Natwest - The Big Mistake

There's been a lot of talk (unsurprisingly) about the recent screw-up at Natwest, RBS and Ulster Bank. There's been a lot of people blaming 'outsourcing' despite RBS denying that the work was outsourced. Here's where the confusion lies though, RBS operates in India so although half the team weren't based in the UK they weren't technically outsourced. The term in these instances is 'off-shoring'.

Of course, it's a game of semantics and it's a little concerning to see RBS willingly playing such a pointless game. To most in the UK, if you are sending the work abroad (especially to India) then you are outsourcing (even if you're really off-shoring).

What's scarier, though, is that the failures at RBS could quite easily happen to any other company. It's easy to blame the bankers (we have a lot to blame them for!) but the practices there aren't that different to what's been happening in other companies around the globe. That it was a bank that fell over is probably just blind luck.

To an accountant, the idea of off-shoring probably sounds quite good. We can pay a techie in the UK £25,000 a year or a techie in India £11,000 a year. Hell, we just saved £14,000 per head so it's a no brainer! Unfortunately, anyone who judges such a decision on that sole point is probably only capable of solving 'no-brainers'.

The simple fact is, if your system is business critical then you need to be damn sure you can keep it running. Mistakes do happen, but the more critical the system the more you need to do to try and prevent them.

On the face of it, Off-shoring isn't that bad an idea. Many of the Indian Techies are very well qualified, the trouble is that it's very hard to judge someone's true ability from thousands of miles away. The guy that set off this latest disaster was probably fantastically well qualified, but was inexperienced.

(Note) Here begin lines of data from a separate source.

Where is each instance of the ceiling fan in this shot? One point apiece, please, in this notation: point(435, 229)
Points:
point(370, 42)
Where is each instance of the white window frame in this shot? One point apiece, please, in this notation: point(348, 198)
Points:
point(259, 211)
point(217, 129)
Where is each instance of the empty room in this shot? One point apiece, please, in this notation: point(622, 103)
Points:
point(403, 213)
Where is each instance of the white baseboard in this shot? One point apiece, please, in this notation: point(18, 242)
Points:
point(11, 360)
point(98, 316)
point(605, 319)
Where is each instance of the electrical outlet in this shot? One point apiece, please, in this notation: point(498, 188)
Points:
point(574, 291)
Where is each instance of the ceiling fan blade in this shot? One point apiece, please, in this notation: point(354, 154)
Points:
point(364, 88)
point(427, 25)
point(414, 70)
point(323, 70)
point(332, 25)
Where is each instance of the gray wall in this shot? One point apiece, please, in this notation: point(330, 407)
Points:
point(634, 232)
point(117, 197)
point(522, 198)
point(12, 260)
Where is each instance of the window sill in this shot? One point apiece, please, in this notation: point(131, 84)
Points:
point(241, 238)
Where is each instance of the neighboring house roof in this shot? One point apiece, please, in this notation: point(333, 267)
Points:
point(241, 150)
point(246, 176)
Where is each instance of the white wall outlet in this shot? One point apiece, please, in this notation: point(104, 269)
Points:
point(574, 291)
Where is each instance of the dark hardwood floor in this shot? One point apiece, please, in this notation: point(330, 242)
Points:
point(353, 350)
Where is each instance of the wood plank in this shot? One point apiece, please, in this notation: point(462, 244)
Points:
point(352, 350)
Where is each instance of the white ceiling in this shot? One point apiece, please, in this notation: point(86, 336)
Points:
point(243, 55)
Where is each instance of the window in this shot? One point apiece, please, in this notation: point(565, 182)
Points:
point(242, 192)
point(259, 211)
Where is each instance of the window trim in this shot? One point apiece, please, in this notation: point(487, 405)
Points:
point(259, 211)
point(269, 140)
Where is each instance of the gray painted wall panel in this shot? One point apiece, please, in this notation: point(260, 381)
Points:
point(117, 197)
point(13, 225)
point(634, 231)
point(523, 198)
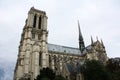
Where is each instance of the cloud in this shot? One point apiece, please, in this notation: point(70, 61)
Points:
point(97, 18)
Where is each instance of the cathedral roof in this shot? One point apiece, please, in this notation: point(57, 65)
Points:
point(74, 67)
point(63, 49)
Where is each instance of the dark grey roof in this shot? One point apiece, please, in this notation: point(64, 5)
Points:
point(74, 67)
point(61, 49)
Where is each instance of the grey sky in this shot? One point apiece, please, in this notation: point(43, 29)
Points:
point(97, 18)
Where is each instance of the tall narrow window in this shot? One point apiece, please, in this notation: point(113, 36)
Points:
point(39, 26)
point(40, 60)
point(39, 36)
point(33, 35)
point(34, 23)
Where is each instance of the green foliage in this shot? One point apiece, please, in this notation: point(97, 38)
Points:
point(113, 67)
point(59, 77)
point(94, 70)
point(48, 74)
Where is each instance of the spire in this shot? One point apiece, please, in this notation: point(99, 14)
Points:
point(91, 40)
point(102, 43)
point(81, 42)
point(97, 38)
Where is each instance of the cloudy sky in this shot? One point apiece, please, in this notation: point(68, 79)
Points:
point(97, 18)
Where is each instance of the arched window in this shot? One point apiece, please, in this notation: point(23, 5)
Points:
point(39, 25)
point(34, 22)
point(40, 59)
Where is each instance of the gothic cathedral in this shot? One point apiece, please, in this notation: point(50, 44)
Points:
point(36, 53)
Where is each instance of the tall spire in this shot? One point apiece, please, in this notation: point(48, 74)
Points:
point(102, 43)
point(81, 42)
point(91, 40)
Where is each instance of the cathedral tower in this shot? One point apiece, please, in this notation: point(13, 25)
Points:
point(33, 53)
point(81, 41)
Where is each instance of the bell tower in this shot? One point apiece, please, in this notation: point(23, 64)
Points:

By keeping essential services close to home, you give yourself far more oversight over what goes on (if only because it's easier to get someone in your office and yell at them!). You also retain the ability to ensure that necessary training has been undertaken, rather than having to rely on the word of a supervisor in another country.

Best of all, those highly experienced staff you have in your office? They'll be the ones dealing with the issues, some of them may even have been administering your systems from the point of installation. That's the skillset you need when dealing with such critical infrastructure, it's also the skillset that will save your company a fortune if anything does go wrong.

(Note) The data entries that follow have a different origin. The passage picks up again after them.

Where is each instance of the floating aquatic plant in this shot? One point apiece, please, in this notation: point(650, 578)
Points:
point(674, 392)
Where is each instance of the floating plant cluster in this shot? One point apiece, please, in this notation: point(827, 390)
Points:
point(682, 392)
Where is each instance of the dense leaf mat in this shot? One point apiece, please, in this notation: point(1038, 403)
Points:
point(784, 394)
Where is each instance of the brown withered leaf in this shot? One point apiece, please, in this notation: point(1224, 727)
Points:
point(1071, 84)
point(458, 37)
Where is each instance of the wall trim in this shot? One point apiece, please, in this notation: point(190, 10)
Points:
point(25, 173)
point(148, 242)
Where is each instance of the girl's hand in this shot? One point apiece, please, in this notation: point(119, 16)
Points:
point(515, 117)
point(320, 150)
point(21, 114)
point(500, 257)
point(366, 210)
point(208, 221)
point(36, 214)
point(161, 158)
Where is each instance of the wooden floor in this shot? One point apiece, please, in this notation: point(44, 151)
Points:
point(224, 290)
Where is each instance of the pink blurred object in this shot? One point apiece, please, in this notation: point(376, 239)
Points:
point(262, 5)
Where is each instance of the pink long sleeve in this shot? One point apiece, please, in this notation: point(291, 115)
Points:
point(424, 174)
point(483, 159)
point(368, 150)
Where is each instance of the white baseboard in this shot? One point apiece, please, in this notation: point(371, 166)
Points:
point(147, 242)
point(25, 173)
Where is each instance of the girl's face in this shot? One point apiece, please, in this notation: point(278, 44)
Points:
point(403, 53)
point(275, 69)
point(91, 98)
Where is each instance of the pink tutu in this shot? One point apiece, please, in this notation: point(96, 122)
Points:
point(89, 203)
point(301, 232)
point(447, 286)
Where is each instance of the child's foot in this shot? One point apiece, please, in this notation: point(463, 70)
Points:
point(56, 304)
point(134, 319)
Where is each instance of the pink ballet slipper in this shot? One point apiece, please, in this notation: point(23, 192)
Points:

Of course, some of these savings will never appear on an accountants books. How do you quantify a saving if that saving arose because you prevented an unexpected disaster? Even if you could, how many would take the number given at face value (because IT always exaggerate(!)).

There's no reason you can't outsource some work, but even then for the kind of system we're dealing with here you probably want to ensure the work goes to a competent UK based company. You've much, much more comeback then. After all, if an Indian company screw up, are you sure that you'll be able to recoup the cost from them? Does it go through the UK courts or the Indian ones? Are you sure you'd even see the money at the end of it?

I don't pretend to have all the answers, but these are just some of the questions that should be being asked before taking a decision to off-shore. Bitter experience shows, however, that the only question being asked is "how much can we save", it's short-sighted, dangerous and shows complete ignorance of just how critical and complex some IT systems are.

We all expect the banks to screw up, lately it seems to be their primary business model, but just stop and think: could my company be next? 

Personally, I'd be very interested to see RBS make all documentation relating to the decision to off-shore public. It'd be nice to see exactly what contingencies they planned (if any) as well as what the final decision was based on. Either way, though, they've screwed up something royal this time.